At my disposal are plenty of light stands and umbrellas/softboxes. I have 3 Canon 600 speedlites. I also have two continuous CFLs if necessary. 

I'd like to do as little post-processing as possible, so I plan to place subjects 6-10 feet away from wall, and really blow it out. We have quite a lot of space to work with. 

Cheers to all. I'm assuming we'll be doing this kind of look


----------



## triggermike (Oct 28, 2014)

There's a ton of advice to peruse on the web! Here's just one which is decent . . .

https://www.photoflex.com/pls/the-pure-white-background-done-right


----------



## c.d.embrey (Oct 28, 2014)

Here's how pro photographer *Jerry Avenaim* does it http://blog.avenaim.com/2009/12/10/photography-lighting-white/ I've never seen a better explanation.

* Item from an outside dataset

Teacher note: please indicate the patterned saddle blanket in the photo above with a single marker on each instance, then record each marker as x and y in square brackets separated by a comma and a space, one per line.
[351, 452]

Never heard of Jerry Avenaim? Here's his biography http://en.wikipedia.org/wiki/Jerry_Avenaim


----------



## jepabst (Oct 28, 2014)

triggermike said:


> There's a ton of advice to peruse on the web! Here's just one which is decent . . .
> 
> https://www.photoflex.com/pls/the-pure-white-background-done-right



Thank you for the reference material! That is a really great post! I could probably do that, but without the hair light with my available equipment. I have 3 speedlites. I could get additional gear, but I'd prefer not to. There's no good graphic on that page that shows a comparison w/ and w/out the hair light.


----------



## jepabst (Oct 28, 2014)

c.d.embrey said:


> Here's how pro photographer *Jerry Avenaim* does it http://blog.avenaim.com/2009/12/10/photography-lighting-white/ I've never seen a better explanation.



That is also a great read, though I do not use, or own a light meter  Even so, I know what the technical idea is and it is helpful.


----------



## jepabst (Nov 6, 2014)

I'll post more about this VERY SOON. Here are some of the shots I took yesterday!
No photoshop here; just some Lightroom cropping and sliders. 
And a selfie of me with another camera toward the bottom right.


----------



## Skirball (Nov 6, 2014)

Well done, those are really good results for 3 speedlights and no Photoshop.


----------